Jerusalem A government plan to dismantle Israeli settlements and impose a new boundary with the Palestinians will touch off bitter confrontation with Jewish settlers but must go ahead for the sake of the country's security, the prime minister's top deputy said Sunday.
Vice Premier Ehud Olmert's comments pointed to fears of a bitter internal conflict over Prime Minister Ariel Sharon's recent announcement that Israel will have to evacuate settlements even without a peace agreement. The Palestinians vehemently oppose the plan, and now even members of Sharon's Likud Party say they would rather break a government coalition than back it.

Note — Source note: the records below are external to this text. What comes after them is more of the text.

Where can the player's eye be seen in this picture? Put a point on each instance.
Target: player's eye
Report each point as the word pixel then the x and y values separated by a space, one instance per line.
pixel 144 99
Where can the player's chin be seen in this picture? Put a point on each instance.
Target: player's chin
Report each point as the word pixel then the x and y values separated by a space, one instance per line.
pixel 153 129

"I have no doubt there be a very painful, difficult, heartbreaking process, and a confrontation of (previously) unknown proportion in the life of this country," Olmert said. "It's a serious crisis ... There's no doubt about it. I expect it to be very emotional and very confrontational."
Also Sunday, 13 reservists from Israel's elite military commando unit stated in a letter to the prime minister that they would no longer serve in the occupied territories, joining other influential security officials who have recently criticized Israeli military tactics and treatment of the Palestinians.
"We have long ago crossed the line between fighters fighting a just cause and oppressing another people," three officers and 10 soldiers of the army's most secretive unit, the Sayeret Matkal, said in the letter to Sharon.
The reservists said they were taking the dramatic step of publicly criticizing their government's policies "out of deep fear for the future of the state of Israel as a democratic, Zionist and Jewish country and out of concern for its moral and ethical image."